'President' to open South Korean event
SEOUL — The Pusan Film Festival will feature a record-breaking 355 films from 70 countries, including 98 world preems, the fest said Tuesday.
The South Korean event, which runs Oct. 8-16, opens with local helmer Jang Jin’s comedy “Good Morning President,” and closes with Chinese film “The Message,” co-directed by Chen Kuo-fu and Gao Qunshu.
“Good Morning President” stars Jang Dong-kun (“The Warrior’s Way”) as a young good-looking president. “The Message” is a thriller set in wartime China, involving Japan’s intelligence agency.
The record-breaking pic numbers were powered by the fest’s increased budget. “Other major film festivals had to reduce their size due to the global economic recession. However, we could invite a record-number number of films with the help of Pusan city as well as the sponsors,” said festival director Kim Dong-ho Tuesday.
The most significant change this year is the fact that the fest has launched a new competition section for non-Asian filmmakers, under the name Flash Forward. The section, which sets out to discover new talent, has a $20,000 cash prize. The section has 11 films, including Daniel Nearing’s “Chicago Heights” from the U.S.
New Currents, the fest’s competition section for up-and-coming Asian filmmakers, has selected 12 films, including Korean film “Paju,” the second film by Park Chan-ok, who won the top award at the Rotterdam fest in 2003 with “Jealousy Is My Middle Name.”
A Window on Asian Cinema will screen 53 films from 23 countries, with world premieres including Yukisada Isao’s “Parade” (Japan), Woo Ming Jin’s “Woman on Fire Looks for Water” (Malaysia) and Cheng Wen-tang’s “Tears” (Taiwan).
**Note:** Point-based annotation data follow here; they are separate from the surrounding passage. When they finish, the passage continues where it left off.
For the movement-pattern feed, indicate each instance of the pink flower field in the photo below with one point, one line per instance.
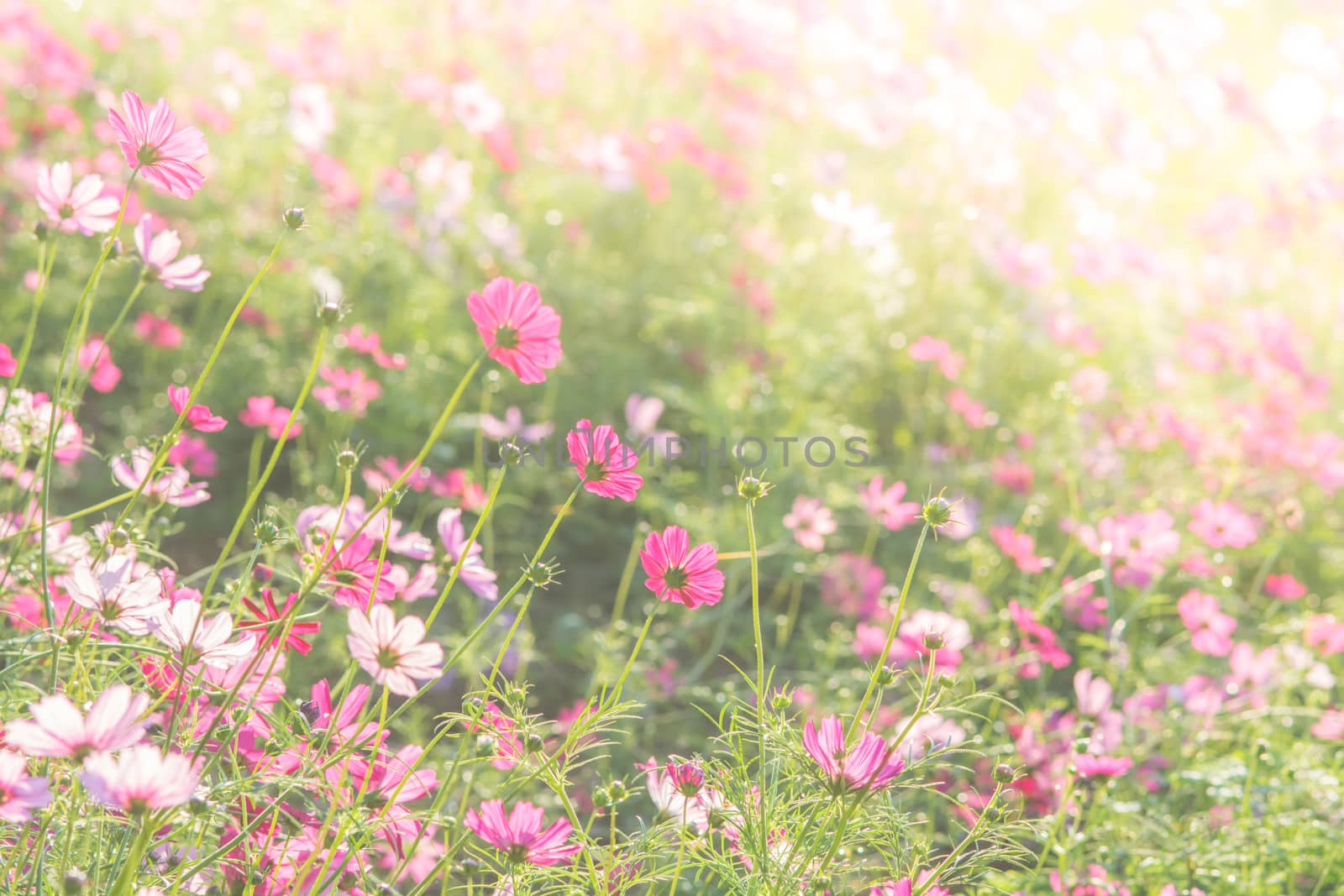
(882, 448)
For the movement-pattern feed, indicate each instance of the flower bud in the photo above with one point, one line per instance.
(512, 453)
(266, 532)
(331, 309)
(76, 882)
(752, 488)
(937, 512)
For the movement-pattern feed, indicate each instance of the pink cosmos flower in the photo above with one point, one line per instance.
(96, 358)
(74, 208)
(152, 143)
(19, 794)
(680, 573)
(396, 653)
(1285, 587)
(869, 765)
(884, 504)
(116, 597)
(58, 728)
(1222, 524)
(1210, 629)
(811, 521)
(358, 577)
(194, 454)
(269, 621)
(604, 464)
(262, 411)
(927, 348)
(1093, 766)
(198, 416)
(159, 332)
(477, 577)
(172, 488)
(512, 426)
(519, 835)
(197, 640)
(517, 329)
(160, 250)
(347, 390)
(1019, 546)
(140, 779)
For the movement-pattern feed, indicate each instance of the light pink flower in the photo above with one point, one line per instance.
(114, 595)
(1093, 766)
(1222, 524)
(519, 835)
(58, 728)
(884, 504)
(74, 208)
(96, 358)
(347, 390)
(172, 486)
(870, 765)
(198, 416)
(140, 779)
(198, 640)
(160, 250)
(394, 652)
(605, 465)
(262, 411)
(811, 521)
(517, 329)
(19, 794)
(680, 573)
(1210, 629)
(151, 141)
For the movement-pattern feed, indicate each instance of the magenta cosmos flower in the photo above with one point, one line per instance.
(19, 794)
(151, 141)
(58, 728)
(140, 779)
(521, 836)
(74, 208)
(160, 250)
(199, 417)
(396, 653)
(680, 573)
(604, 464)
(867, 766)
(517, 329)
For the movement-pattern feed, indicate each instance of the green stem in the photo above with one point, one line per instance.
(270, 466)
(891, 634)
(761, 696)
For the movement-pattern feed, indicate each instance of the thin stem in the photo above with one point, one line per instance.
(270, 466)
(891, 634)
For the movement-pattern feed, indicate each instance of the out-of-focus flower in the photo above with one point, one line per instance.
(74, 208)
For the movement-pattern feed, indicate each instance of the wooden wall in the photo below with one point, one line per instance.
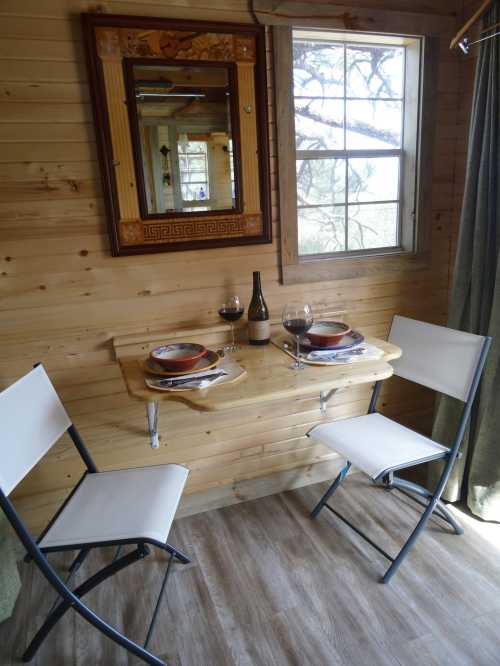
(63, 297)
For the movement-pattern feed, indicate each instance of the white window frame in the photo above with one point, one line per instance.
(417, 137)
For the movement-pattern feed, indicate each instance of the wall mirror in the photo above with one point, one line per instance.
(181, 116)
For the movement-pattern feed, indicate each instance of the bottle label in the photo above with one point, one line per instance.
(259, 330)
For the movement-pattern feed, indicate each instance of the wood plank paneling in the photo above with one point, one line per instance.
(63, 297)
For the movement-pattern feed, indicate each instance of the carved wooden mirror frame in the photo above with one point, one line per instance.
(112, 43)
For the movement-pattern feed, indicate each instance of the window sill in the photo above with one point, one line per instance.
(342, 268)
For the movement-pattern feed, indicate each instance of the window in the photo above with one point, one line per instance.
(193, 167)
(349, 106)
(353, 103)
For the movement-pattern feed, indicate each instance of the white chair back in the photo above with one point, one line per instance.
(440, 358)
(32, 419)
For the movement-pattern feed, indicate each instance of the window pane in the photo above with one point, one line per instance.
(318, 69)
(373, 124)
(319, 124)
(194, 192)
(321, 181)
(374, 71)
(194, 177)
(372, 226)
(373, 178)
(321, 230)
(197, 163)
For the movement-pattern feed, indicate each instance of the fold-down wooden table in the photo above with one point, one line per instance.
(268, 374)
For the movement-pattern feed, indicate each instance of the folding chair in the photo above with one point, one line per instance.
(117, 508)
(439, 358)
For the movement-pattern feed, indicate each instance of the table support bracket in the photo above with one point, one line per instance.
(152, 412)
(324, 398)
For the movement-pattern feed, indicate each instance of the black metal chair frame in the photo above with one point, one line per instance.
(431, 500)
(68, 598)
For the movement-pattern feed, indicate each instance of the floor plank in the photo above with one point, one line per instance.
(268, 586)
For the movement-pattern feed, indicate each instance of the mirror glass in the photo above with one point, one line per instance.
(186, 143)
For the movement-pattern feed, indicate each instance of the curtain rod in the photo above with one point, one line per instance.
(468, 24)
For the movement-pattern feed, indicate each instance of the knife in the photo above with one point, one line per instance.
(180, 381)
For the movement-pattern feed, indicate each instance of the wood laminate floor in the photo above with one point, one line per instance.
(268, 586)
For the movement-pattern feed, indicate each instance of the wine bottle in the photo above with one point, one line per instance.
(259, 329)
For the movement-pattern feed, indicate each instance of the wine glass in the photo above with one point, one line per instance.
(231, 311)
(297, 318)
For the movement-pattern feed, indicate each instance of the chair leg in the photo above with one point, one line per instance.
(410, 489)
(158, 602)
(331, 490)
(410, 541)
(449, 517)
(55, 615)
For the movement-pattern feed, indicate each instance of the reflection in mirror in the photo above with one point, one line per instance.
(184, 126)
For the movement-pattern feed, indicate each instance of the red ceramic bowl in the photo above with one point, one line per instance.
(178, 356)
(327, 333)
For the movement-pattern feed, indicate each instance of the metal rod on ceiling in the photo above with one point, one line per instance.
(465, 44)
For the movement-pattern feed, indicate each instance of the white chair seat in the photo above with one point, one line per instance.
(122, 504)
(377, 445)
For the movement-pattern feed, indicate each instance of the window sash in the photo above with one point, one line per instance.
(346, 154)
(422, 57)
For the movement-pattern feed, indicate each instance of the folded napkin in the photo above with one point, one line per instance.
(362, 352)
(200, 380)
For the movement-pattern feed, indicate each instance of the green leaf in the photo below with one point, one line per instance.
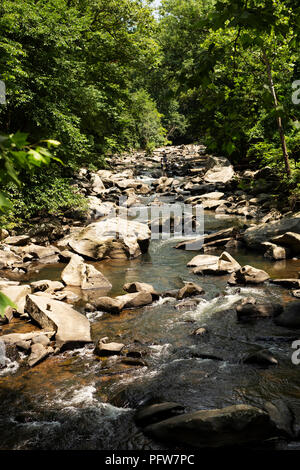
(5, 302)
(5, 203)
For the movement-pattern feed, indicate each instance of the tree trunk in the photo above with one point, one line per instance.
(279, 120)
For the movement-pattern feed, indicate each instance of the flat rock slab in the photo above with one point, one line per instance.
(71, 326)
(14, 338)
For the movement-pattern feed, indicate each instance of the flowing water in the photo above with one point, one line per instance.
(75, 401)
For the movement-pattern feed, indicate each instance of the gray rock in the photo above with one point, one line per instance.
(289, 239)
(255, 236)
(249, 308)
(290, 318)
(132, 287)
(249, 275)
(189, 290)
(41, 339)
(230, 426)
(263, 358)
(38, 353)
(108, 349)
(111, 238)
(71, 327)
(79, 274)
(288, 283)
(157, 412)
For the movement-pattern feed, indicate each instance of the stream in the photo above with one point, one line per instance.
(74, 401)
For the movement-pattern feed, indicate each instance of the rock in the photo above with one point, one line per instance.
(7, 283)
(249, 275)
(135, 300)
(38, 353)
(108, 304)
(263, 358)
(289, 239)
(79, 274)
(200, 331)
(19, 240)
(255, 236)
(108, 349)
(18, 295)
(15, 338)
(249, 309)
(288, 283)
(41, 339)
(213, 196)
(3, 234)
(282, 416)
(274, 252)
(190, 289)
(44, 254)
(98, 209)
(111, 238)
(97, 184)
(132, 287)
(290, 318)
(46, 285)
(225, 264)
(190, 245)
(219, 174)
(135, 362)
(157, 412)
(203, 260)
(24, 345)
(9, 260)
(170, 293)
(230, 426)
(296, 293)
(71, 327)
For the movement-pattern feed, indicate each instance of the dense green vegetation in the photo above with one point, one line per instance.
(103, 76)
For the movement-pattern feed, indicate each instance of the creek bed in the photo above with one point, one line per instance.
(74, 401)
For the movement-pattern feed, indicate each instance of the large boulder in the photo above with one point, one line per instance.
(290, 240)
(287, 283)
(98, 209)
(205, 264)
(108, 349)
(274, 251)
(203, 260)
(189, 290)
(135, 300)
(9, 260)
(249, 308)
(290, 318)
(220, 170)
(46, 286)
(71, 327)
(16, 338)
(230, 426)
(255, 236)
(43, 254)
(18, 295)
(111, 238)
(117, 304)
(249, 275)
(79, 274)
(132, 287)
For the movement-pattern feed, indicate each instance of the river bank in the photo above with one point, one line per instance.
(221, 341)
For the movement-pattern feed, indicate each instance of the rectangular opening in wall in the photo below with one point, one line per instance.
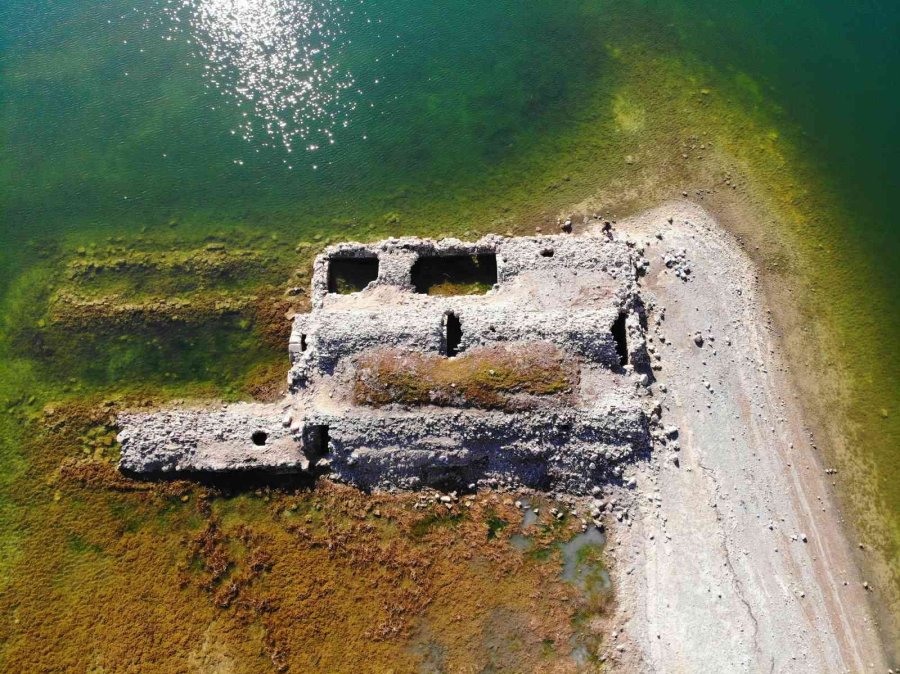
(620, 335)
(452, 334)
(317, 440)
(455, 274)
(351, 274)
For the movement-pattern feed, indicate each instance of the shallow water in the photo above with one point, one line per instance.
(171, 125)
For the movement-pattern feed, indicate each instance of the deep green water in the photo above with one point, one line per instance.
(174, 120)
(120, 115)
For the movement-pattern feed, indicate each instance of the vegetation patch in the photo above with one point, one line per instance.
(492, 377)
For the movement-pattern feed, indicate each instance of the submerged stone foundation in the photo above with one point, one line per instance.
(516, 361)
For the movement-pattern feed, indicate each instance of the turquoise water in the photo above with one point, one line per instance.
(119, 115)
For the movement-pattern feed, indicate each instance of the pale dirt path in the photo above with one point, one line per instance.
(713, 574)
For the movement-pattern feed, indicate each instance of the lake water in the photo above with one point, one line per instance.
(303, 120)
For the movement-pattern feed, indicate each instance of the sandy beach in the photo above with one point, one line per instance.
(732, 556)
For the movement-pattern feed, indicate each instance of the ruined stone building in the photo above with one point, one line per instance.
(442, 363)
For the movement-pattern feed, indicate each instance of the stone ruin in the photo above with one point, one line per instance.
(507, 361)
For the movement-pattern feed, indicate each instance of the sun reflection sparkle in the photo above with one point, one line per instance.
(276, 61)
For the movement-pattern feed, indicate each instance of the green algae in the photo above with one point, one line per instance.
(651, 122)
World Cinema shows 96 films from 52 countries. The section sets up a new sub-section under its roof named Masters, which collects 12 films by the masters of world cinema, including “Bright Star” (Jane Campion), “The White Ribbon” (Michael Haneke) and “Eden Is West” (Costa Gavras), among others.
In terms of Korean films, the fest has set “humor” and “expansion” as this year’s key words, and aims to show a fresher, more populist face of the local industry.
It has included a large number of local films, many of them the second features of directors who were critically acclaimed with their debut films, including “Break Away” by Lee Song Hee Il (“No Regrets”), “Lost and Found” by Jeon Kye Soo (“The Ghost Theater”), and “Tokyo Taxi” by Kim Tai-sik (“Driving with My Wife’s Lover”) in the Korean Cinema Today section.
Helmer Park Chan-wook’s “Thirst” will be shown in a 145-minute extended version in the section.
Special Programs in Focus includes: Johnnie To: The Hood in the City, a retrospective of the Hong Kong helmer; Mabuhay! Pinoy Indi-Cinema, which shows the history of Filipino cinema; Dario Argento Falling in Giallo: Truth of the Invisible, which screens five films by the Italian horror master; Yash Chopra, The Romantic Master, which shows four films by the king of Bollywood films, who is also the recipient of Asian Filmmaker of the Year Award.
Guests include Bryan Singer, as the producer of “Trick ‘r Treat,” and Josh Hartnett, as the star of “I Come with the Rain,” as well as French helmer Jean-Jacques Beineix, who will head the New Currents section jury.
For the Asian Film Market, 72 companies from 22 countries have registered as exhibitors. The market will stage workshops for Asian and European film producers, run with European Audiovisual Entrepreneurs.